More intriguing to me is the fact the west itself is undecided on whether it wants to save itself or keep promoting the status quo. Even though it wants to shift the goal post it is finding it difficult to do so because the goal post have been buried too deep (lol…funny but accurate analogy).The ideals they promoted initially in the interest of their people have taken strong roots such that any attempts to undo it (again in their interest) is resisted by the same people it is meant to favour…that to me is pure dramatic irony. Simply, the west (the elite and its citizens) is divided along the lines of globalism and nationalism and the nationalist seem to be winning.
Looking critically at the case of the USA, Clinton represented the idealistic status quo while Trump represented the “immoral” reality. While many of the political class, even among Trump’s own party, whom are rarely affected negatively by the policies of government all wanted the status quo to remain the working class felt a redemption could come through a Trump presidency and if truth be told…it could, that is if Trump really has the liver, sorry I mean liver to see through all his campaign promises. Really, Trump represented a realist truth which some Americans (those protesting his election) refuse to accept or simply do not understand,and that is that America can no longer play the big brother role as it used to, it simply isn’t buoyant enough to do so, and I wonder why he should be painted bad for that.

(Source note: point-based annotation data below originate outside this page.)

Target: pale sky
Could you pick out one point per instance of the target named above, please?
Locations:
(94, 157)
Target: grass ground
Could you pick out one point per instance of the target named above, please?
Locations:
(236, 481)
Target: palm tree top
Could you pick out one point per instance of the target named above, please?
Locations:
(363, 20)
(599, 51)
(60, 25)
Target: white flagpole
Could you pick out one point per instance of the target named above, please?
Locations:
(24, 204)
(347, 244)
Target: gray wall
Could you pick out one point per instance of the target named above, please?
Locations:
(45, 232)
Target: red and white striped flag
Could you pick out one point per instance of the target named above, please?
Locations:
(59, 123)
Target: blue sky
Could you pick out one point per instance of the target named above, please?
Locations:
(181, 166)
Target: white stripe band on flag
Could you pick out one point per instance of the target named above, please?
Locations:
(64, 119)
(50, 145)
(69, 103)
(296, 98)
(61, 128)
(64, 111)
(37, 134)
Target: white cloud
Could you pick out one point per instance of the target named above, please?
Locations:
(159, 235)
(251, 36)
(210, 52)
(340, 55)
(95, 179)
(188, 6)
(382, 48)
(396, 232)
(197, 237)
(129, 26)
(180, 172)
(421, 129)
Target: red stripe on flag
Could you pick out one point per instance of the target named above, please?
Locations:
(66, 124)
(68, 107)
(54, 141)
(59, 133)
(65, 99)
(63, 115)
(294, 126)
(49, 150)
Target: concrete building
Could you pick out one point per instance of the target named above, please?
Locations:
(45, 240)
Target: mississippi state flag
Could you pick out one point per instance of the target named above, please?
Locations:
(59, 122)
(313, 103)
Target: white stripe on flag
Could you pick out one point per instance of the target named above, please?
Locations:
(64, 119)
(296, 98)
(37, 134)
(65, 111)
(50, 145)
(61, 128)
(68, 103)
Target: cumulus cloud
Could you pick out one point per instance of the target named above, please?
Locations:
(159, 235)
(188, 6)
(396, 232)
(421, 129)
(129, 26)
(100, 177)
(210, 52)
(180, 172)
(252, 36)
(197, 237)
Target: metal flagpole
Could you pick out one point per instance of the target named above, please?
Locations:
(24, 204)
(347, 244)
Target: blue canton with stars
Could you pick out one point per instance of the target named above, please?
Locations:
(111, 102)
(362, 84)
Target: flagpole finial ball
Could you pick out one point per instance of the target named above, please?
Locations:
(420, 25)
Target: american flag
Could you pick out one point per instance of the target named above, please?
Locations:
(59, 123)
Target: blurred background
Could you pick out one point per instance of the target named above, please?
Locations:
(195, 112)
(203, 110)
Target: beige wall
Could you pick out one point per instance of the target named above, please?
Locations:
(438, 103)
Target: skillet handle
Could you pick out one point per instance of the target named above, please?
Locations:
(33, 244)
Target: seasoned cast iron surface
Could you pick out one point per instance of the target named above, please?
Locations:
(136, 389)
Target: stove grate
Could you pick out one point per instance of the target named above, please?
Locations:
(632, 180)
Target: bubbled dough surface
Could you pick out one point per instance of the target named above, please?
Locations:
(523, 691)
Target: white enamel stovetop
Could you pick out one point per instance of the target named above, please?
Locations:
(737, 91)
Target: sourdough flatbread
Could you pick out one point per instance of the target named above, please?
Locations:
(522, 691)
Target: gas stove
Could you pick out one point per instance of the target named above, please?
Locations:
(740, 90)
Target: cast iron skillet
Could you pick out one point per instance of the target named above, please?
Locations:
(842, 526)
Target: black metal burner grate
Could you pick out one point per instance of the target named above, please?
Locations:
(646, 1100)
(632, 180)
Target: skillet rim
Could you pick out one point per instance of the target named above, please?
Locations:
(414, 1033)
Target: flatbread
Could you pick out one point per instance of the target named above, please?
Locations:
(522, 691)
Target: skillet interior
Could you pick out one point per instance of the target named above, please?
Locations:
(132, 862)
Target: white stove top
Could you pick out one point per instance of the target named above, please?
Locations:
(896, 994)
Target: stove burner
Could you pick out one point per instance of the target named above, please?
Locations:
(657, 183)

Clinton was more interested in keeping the status quo and the voters didn’t want that at their own expense. As it was for the USA so also for the UK and so this analogy becomes true: Clinton is to Scotland as England is to Trump…And there lies your line of division.
In the U.K., the U.S., and other European countries, the rebellion against globalization and integration is taking root.The U.K. voted Brexit, the U.S. elected Trump, many European countries are passing anti-immigration laws. Every where the politics of exclusion is on display but while this is going on Nigeria and the rest of Africa are caught up on the wrong side of the debate asking such silly questions as ‘what will Trump do for Africa’. Well, while they are asking silly questions the international system and its order is changing again with the west adopting policies which she (Africa) should have championed long ago but unfortunately it seems that She will be left to play catch up again…too bad.